2. Write it down. Privately.
Writing down your feelings can go a long way in getting you to understand them. Or at least think more objectively about them. Middle schoolers get it when they write notes in class. Adults, however, have a little harder time. We have to be more careful. From that episode of Friends to the girl who posts paragraph long rants on Facebook, many well-intentioned notes and emails can go dangerously awry. The more time you have to analyze every hurt feeling and action, the more dramatic you can get. Over-dramatizing almost anything never helps. So maybe as adults, instead of crafting folded notes and passing them to our loved ones covertly under tables and chairs, we should compose an honest email to ourselves. Or a letter. And then figure out how to deal with our feelings, and the other person, in real life.
3. Be okay with letting go.
Letting a friendship go is… sad, disappointing, frustrating and/or all of the above. It’s hard to think about all the time and energy you put into one person as going to waste. However, as long as you’ve learned from the relationship, that doesn’t have to be true. Maybe you just really needed this person at a certain point in your life. Maybe it was a time and place that tied you together more than you realized. Or maybe you both changed. Whatever the reason, letting go of one friendship or relationship can actually open you up for many more to come. All that energy you invested into one place and person is now free to go elsewhere. Endings are never “fun”, but they’re a necessary part of life. We all know the cliches: “without one ending, there can’t be another beginning” and etc. But they’re cliche because they have some truth. The unknown that goes hand in hand with endings is rough, but it’s also the space where new things and experiences happen. We just have to be open to them. (You’re welcome for that moment of Zen.)
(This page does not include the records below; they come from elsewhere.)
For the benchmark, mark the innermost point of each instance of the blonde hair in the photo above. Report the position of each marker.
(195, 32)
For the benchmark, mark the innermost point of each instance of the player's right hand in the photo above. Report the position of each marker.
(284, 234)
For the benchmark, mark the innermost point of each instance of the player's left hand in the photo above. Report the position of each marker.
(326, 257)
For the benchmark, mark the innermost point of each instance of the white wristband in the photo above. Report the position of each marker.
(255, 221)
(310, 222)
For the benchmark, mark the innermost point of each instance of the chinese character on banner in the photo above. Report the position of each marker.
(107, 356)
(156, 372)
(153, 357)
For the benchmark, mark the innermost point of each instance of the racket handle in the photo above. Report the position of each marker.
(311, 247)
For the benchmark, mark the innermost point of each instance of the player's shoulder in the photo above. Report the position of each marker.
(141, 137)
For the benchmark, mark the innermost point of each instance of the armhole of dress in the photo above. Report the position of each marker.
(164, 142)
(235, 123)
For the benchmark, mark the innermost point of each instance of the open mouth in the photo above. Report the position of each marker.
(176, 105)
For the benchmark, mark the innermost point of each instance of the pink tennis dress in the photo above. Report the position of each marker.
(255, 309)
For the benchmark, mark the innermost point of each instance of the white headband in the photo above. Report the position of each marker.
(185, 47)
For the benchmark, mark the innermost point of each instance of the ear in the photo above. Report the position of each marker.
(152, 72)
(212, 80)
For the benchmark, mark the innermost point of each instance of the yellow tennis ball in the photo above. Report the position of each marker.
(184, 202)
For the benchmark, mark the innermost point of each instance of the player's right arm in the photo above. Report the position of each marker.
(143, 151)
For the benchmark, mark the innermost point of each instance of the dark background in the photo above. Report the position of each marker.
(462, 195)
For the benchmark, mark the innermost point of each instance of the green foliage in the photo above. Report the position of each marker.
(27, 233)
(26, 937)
Bottom line, adult friendships are hard. They all come with “baggage”, egos and most often, fear. However, if we can learn to recognize and get past all these issues and anxieties, they can obviously be incredibly strong and meaningful. Honesty is at the heart of any good advice, and that’s what adult friendships often need more of. As our lives get more complicated, it’s not always easy to become more honest, but it’s most definitely worth it.